E’ inevitabile, peraltro, che quando sono richieste sistematicamente decisioni rapide, invasive e centralizzate, le procedure ordinarie si ritrovino esposte a forti tensioni. Tanto più in una situazione senza precedenti. Per una democrazia, emergenze epocali come quella in atto rappresentano una sfida radicale: dimostrare di essere capaci di tutelare la salute e, in ultima analisi, la vita dei cittadini, senza demolire le fondamenta del sistema dei diritti e delle garanzie.
La nostra Costituzione non contiene una norma generale per queste evenienze. Risulta molto controversa la possibilità di applicare per analogia quanto contemplato per lo “stato di guerra” (artt. 78 e 87). La Carta indica però una serie di strumenti che possono essere utilizzati in situazioni estreme, dalle limitazioni alla libertà di circolazione per “motivi di sanità o di sicurezza” (art. 16) al potere sostitutivo nei confronti delle Regioni in caso di “pericolo grave per l’incolumità e la sicurezza pubblica” (art. 120), fino alla possibilità del governo di emanare decreti aventi valore di legge “in casi straordinari di necessità e di urgenza” (art.77).

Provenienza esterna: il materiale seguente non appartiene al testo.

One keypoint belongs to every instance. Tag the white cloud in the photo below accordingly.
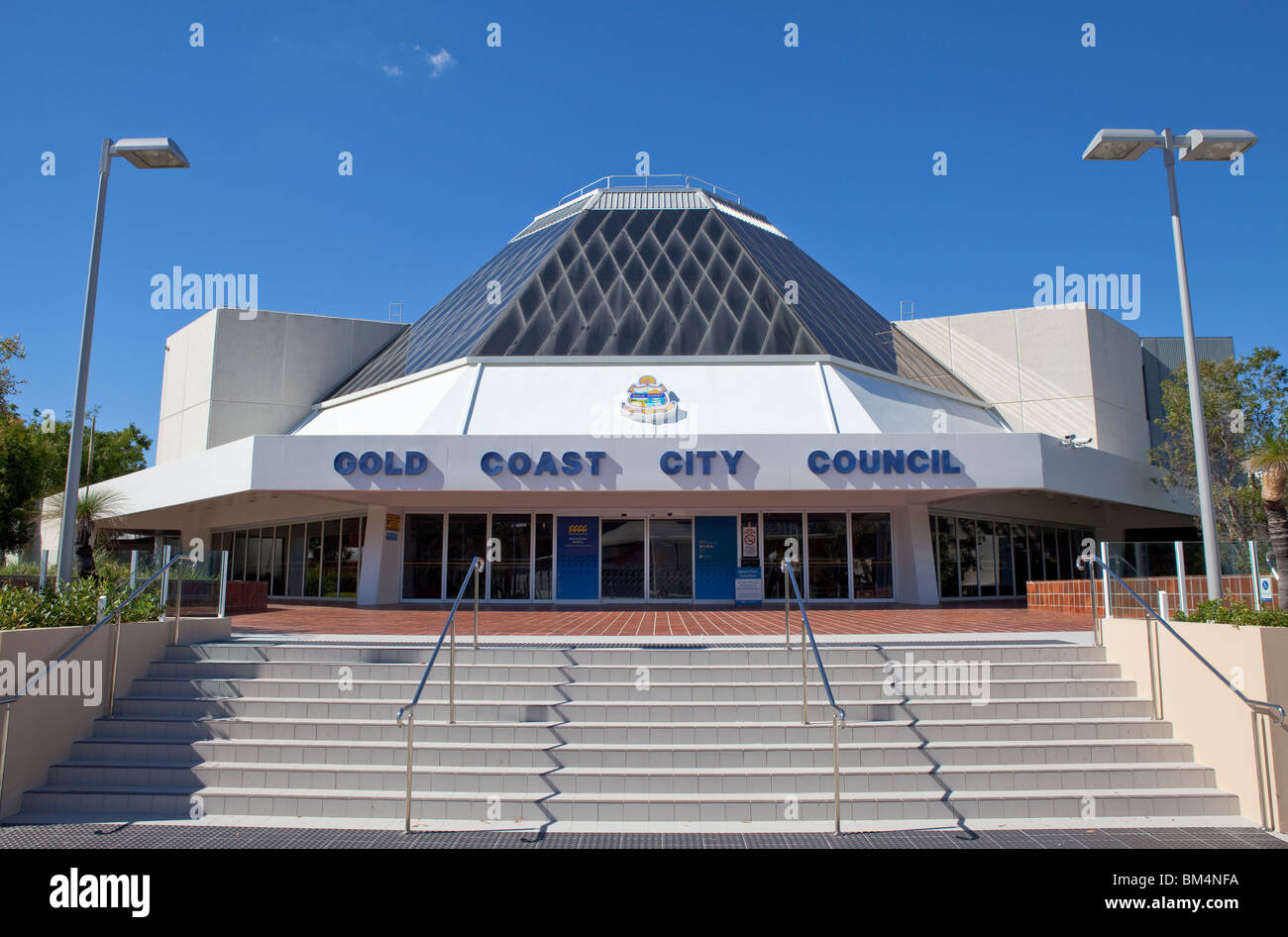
(438, 62)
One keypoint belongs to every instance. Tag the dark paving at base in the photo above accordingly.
(133, 837)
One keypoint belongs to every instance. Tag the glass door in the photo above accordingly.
(621, 559)
(670, 558)
(778, 528)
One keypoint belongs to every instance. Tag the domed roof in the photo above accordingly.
(662, 270)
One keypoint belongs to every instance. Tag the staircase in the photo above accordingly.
(626, 738)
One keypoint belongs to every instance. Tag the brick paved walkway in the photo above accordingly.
(331, 619)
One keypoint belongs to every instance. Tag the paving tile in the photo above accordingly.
(411, 619)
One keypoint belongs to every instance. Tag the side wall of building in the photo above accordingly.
(1055, 369)
(227, 377)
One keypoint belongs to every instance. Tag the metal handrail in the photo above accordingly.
(103, 620)
(410, 709)
(7, 701)
(1273, 709)
(838, 712)
(809, 631)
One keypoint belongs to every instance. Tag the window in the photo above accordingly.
(467, 538)
(872, 564)
(671, 559)
(825, 555)
(423, 557)
(544, 563)
(949, 580)
(510, 573)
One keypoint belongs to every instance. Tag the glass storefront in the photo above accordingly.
(318, 559)
(671, 559)
(827, 558)
(544, 558)
(621, 559)
(467, 538)
(978, 558)
(423, 557)
(840, 557)
(872, 557)
(778, 528)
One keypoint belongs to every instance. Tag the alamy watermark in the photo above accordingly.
(53, 678)
(936, 678)
(179, 290)
(1106, 291)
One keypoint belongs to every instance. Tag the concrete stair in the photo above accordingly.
(307, 731)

Se le regole sono di fondamentale importanza, tuttavia, lo è altrettanto lo spirito con cui esse vengono lette e applicate. La democrazia non è solo un insieme di procedure, ha bisogno di valori e di persone. Se in un ora così grave possiamo contare su un presidente della Repubblica tanto autorevole sia nel Paese che all’estero (e quanto sia prezioso lo si è visto anche nel momento di fronteggiare la marea speculativa innescata sui mercati finanziari dalle inopinate parole di Christine Lagarde) il merito è di come in questi anni Sergio Mattarella ha saputo interpretare il proprio ruolo alla luce della Costituzione. E forse, nella risposta complessivamente straordinaria degli italiani ai “dpcm” sempre più severi di Giuseppe Conte, ha avuto un peso positivo anche l’atteggiamento non da superuomo del presidente del Consiglio, che pure si è assunto in prima persona la responsabilità di quelle scelte. La risposta degli italiani. Alla fine siamo proprio noi l’anima della nostra democrazia, responsabili delle nostre vite e delle nostre libertà.